Mr. Todd: You are spoiled (in general), but clearly so am I.  It’s easy to forget the reasons we’ve cheered during leaner times.  Just as it’s easy to forget the laughs at family reunions and the nice things your Grandmother wrote in your graduation card during the petty fight at Christmas over how to split up your great aunt’s will.  And I think that’s exactly the problem with this particular Rockets’ season (as well as life so very often).  We’ve allowed our expectations to define for us the meaning of success.  During the streak year no one expected anything from Carl Landry, Aaron Brooks, Scola, or, god forbid, Mike Harris (who wasn’t even on the roster) or Mutombo.  At the beginning of the season, we were all excited about the Steve Francis signing and hopeful that with a new coach Bonzi Wells might become what he had shown flashes of in Sacramento (We do always trade with the Kings! Arrgh!), and that’s why when the streak happened, especially after Yao went down, it was such a wonderful gift, because it was just that, a gift.  I remember in the playoffs the next year how you said you’d be “happy if we could get out of the first round” and how pleased we were to lose to the Lakers in seven.

But, therein, exactly lies the problem.  The relative successes of those two years created further expectations for the next two, that the team should build on them and create even more successes.  Daryl Morey manifested productive basketball players from the ether, seemingly tripping over them on the street like modeling agencies “discover” their clients working as waitresses in truck stop diners in Kansas, and now we expect him to continue to do just that, only more and better, to find us a “star” wandering the River Walk in San Antonio (maybe that’s a bad analogy) or hanging out in a bar on 6th Street.  Imagine what the team would have looked like in 06-07 without both Yao and T-Mac, because that’s where we are.  I’m not convinced that Luther Head, Juwan Howard, Rafer, Shane, and Chuck could win more games than the Cavs this season, maybe, but maybe not.  Our expectations can create disappointment, and, being that expectations are often based on the events of the past and not always the circumstances of the present, that disappointment can sometimes be a little unfair. 

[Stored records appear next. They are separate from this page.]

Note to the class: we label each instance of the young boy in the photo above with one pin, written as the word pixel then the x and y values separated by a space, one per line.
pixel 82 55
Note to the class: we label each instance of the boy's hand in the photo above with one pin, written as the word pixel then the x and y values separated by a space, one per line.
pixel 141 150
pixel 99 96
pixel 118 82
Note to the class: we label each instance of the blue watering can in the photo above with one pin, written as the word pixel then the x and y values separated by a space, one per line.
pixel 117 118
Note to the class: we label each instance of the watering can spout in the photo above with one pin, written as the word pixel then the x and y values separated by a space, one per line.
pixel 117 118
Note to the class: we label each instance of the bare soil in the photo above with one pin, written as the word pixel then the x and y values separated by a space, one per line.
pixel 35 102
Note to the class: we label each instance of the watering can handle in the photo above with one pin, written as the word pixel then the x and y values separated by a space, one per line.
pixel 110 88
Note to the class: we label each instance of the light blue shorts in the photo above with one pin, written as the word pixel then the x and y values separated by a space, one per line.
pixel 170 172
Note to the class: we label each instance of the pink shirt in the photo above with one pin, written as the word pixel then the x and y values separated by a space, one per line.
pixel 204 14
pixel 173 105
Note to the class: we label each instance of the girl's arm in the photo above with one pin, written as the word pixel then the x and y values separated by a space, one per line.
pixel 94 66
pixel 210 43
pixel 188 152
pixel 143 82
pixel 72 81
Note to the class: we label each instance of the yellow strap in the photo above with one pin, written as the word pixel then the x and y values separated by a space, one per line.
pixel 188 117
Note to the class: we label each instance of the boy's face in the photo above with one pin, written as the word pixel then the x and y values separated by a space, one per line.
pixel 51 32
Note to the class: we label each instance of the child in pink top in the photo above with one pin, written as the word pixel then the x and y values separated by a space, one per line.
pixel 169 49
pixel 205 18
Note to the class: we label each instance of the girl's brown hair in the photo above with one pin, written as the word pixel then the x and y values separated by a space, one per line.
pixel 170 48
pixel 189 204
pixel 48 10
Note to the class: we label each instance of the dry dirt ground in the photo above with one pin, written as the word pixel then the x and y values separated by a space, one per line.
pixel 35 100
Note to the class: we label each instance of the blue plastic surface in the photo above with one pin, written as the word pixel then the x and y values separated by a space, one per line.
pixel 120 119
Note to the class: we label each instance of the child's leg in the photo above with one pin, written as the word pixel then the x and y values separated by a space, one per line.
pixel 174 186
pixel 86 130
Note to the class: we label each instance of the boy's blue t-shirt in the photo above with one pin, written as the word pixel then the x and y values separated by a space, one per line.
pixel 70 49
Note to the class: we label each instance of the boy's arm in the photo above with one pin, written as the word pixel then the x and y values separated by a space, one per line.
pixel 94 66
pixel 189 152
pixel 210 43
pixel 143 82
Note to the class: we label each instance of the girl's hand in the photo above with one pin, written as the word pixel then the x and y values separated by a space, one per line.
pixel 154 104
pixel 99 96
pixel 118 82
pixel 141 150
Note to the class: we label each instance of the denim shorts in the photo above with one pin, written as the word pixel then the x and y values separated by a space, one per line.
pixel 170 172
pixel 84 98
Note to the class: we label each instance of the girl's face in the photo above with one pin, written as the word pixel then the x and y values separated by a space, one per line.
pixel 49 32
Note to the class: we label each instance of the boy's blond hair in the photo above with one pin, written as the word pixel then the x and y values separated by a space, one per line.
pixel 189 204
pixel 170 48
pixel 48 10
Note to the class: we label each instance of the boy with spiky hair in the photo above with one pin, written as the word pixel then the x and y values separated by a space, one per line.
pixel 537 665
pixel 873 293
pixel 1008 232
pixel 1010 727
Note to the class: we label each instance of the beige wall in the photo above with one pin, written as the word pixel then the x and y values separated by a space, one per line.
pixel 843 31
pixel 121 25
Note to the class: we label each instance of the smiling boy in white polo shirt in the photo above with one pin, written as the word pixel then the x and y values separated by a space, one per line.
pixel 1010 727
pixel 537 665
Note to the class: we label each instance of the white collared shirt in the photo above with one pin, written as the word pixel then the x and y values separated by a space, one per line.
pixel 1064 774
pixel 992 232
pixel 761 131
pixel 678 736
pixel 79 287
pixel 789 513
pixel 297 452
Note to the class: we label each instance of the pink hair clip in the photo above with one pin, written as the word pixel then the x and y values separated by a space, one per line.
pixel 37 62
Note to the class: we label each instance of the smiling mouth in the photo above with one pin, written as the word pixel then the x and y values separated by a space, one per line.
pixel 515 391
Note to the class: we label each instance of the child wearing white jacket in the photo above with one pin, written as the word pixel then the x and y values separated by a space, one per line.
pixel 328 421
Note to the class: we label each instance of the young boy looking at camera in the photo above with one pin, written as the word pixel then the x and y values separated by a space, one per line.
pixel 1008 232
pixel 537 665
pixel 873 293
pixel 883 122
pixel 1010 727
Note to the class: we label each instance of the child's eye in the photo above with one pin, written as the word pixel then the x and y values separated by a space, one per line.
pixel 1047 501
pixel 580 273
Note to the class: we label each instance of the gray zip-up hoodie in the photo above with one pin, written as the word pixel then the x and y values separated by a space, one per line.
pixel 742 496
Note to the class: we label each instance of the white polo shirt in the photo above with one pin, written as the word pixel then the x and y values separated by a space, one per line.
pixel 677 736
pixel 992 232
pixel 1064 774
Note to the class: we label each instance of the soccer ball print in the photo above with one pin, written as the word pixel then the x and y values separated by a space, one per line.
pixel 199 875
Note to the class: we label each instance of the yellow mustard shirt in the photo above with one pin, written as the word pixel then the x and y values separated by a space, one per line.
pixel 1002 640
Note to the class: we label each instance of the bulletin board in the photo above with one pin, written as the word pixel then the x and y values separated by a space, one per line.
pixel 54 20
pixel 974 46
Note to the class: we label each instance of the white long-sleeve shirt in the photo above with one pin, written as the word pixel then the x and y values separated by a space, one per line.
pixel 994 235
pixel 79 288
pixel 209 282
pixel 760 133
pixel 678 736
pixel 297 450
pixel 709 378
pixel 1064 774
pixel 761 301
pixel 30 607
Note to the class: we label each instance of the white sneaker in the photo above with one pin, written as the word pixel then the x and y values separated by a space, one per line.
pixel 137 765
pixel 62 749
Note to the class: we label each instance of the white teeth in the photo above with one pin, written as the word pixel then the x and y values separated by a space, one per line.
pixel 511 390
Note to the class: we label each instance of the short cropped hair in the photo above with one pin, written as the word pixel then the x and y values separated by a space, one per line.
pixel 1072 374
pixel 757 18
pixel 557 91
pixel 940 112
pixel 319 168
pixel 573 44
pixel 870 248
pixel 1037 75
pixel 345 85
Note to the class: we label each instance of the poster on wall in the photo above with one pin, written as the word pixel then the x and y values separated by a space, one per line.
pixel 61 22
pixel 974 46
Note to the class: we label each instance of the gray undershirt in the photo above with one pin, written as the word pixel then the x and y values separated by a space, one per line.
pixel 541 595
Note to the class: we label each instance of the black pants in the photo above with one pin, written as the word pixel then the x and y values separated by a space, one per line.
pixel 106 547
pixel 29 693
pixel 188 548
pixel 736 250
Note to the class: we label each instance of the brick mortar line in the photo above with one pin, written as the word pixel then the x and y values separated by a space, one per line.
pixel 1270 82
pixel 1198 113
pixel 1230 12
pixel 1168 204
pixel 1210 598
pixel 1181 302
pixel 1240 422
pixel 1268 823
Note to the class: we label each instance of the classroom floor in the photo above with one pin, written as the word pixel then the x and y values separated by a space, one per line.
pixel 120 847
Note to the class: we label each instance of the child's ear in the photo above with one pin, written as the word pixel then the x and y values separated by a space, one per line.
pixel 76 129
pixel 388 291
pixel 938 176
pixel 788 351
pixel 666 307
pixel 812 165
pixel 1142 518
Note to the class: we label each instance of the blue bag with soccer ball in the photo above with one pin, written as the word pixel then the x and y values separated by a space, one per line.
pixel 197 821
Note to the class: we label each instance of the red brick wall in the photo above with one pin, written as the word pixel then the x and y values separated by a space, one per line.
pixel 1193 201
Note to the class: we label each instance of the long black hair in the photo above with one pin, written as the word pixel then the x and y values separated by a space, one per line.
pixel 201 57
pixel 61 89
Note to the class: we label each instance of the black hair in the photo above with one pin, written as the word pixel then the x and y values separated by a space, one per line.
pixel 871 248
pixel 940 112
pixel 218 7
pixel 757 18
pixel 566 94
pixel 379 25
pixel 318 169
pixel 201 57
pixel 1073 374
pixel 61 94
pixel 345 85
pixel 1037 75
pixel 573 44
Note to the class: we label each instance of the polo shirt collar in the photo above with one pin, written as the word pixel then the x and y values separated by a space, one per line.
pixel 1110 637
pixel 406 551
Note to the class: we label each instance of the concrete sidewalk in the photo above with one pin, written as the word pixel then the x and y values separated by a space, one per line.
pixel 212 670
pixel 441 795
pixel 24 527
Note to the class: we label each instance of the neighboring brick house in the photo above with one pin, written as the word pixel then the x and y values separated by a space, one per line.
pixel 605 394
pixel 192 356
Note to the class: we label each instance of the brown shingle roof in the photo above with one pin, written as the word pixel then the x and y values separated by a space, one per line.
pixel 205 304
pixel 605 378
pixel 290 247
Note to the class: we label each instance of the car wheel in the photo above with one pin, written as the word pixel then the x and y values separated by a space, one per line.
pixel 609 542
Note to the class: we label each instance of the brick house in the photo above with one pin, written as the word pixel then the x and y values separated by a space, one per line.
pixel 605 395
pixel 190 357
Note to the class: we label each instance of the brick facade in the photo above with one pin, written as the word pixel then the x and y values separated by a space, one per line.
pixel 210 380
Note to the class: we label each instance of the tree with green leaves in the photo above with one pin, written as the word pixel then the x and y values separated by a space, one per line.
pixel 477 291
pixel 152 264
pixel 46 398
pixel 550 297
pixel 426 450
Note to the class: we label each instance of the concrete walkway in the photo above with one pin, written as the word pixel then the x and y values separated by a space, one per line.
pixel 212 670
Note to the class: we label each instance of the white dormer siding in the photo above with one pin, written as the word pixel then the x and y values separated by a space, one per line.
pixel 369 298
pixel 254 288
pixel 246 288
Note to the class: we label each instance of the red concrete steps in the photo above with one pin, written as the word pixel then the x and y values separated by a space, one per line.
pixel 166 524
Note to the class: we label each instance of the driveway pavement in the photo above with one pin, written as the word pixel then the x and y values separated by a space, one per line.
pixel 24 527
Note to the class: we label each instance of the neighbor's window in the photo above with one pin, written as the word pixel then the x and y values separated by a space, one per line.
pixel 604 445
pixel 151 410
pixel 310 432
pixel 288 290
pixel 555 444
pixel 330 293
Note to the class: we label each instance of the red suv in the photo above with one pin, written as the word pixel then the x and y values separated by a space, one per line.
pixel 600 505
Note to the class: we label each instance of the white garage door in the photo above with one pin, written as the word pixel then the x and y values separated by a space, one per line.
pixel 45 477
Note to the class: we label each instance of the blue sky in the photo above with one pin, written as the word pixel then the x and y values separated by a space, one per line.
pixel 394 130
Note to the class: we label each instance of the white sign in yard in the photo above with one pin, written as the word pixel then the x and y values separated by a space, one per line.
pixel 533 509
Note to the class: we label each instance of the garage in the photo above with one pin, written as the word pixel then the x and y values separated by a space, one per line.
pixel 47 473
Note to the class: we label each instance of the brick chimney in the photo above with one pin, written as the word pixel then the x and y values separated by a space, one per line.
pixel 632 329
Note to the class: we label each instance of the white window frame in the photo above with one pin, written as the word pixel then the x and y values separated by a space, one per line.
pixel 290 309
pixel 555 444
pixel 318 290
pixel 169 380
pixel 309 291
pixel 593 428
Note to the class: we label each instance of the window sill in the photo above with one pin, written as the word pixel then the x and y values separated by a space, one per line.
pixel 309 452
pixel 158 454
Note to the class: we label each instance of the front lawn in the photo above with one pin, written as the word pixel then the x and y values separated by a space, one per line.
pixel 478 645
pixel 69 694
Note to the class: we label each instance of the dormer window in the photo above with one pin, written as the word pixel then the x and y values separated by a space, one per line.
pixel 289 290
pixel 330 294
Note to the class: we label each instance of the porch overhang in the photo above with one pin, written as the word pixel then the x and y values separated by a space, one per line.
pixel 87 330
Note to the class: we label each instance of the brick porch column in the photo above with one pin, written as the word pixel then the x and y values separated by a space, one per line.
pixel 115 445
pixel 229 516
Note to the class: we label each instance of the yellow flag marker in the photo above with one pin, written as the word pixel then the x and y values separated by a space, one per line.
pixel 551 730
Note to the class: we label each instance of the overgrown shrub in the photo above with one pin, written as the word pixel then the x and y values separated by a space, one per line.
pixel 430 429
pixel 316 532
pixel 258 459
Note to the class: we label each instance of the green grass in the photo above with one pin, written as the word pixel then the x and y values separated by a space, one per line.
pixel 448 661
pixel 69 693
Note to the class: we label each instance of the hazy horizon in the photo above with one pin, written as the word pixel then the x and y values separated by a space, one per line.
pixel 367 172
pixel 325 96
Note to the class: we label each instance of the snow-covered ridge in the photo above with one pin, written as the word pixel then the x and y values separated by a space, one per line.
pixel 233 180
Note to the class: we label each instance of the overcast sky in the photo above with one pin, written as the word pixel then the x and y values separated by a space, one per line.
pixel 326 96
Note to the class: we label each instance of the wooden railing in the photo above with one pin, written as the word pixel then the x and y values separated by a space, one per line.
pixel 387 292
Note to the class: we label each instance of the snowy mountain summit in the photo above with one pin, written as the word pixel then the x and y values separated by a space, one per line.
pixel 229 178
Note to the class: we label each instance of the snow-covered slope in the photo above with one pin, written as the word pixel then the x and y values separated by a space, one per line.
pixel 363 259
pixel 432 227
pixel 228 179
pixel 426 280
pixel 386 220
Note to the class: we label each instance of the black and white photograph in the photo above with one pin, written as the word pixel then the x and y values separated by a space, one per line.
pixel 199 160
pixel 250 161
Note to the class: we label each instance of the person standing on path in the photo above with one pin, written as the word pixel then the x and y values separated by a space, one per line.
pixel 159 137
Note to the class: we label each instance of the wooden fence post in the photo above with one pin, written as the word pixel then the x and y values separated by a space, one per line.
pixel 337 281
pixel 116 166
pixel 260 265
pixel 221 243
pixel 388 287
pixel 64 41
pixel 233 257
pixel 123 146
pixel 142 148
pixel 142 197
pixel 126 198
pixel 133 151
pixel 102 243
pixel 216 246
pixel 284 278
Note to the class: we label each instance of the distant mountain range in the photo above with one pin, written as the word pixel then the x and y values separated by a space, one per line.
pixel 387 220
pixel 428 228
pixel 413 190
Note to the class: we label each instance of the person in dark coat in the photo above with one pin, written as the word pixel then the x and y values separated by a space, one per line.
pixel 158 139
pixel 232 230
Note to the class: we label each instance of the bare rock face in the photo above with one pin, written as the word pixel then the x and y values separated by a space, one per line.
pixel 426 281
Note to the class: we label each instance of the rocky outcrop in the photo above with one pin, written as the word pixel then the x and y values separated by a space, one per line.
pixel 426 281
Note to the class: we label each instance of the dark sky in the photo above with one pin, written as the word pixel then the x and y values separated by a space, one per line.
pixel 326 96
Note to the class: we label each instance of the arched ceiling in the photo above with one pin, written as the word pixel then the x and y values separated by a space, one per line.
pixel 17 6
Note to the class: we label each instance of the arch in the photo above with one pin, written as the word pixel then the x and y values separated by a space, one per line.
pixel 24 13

Mr. Mustafa: But Leslie Alexander and Daryl Morey are not Dan Gilbert, and they would not have allowed a cluster**** like the Cavs to have ever taken place here. My expectations, and many fans’, are based on what this roster was supposed to be able to achieve and what this front office can do to rebuild. I have not lost the faith, brother (I feel more Hulk-Hogan than pious when I write that). I still think this team possesses the requisite things to turn into something currently; I enter every season expecting greatness because that’s what I expect out of the things I trust and love, and this organization has consistently earned those from this fanbase, as much as multi-billion dollar corporations that incessantly ask for fans’ money can be trusted or loved. This discussion around the reasons for fandom neglected the idea of competence, and even professionalism, prime reasons I’ve found it hard not to believe in Houston entering these seasons and prior to trade deadlines. I agree that this team could not have been prepared for all of its losses, both record and personnel-wise, and should not be expected to build directly off of the success of the last two years, but that does not justify inertia. This front office still has the faith of its fans and, therefore, its expectations; who or what else will lead us to the promised land?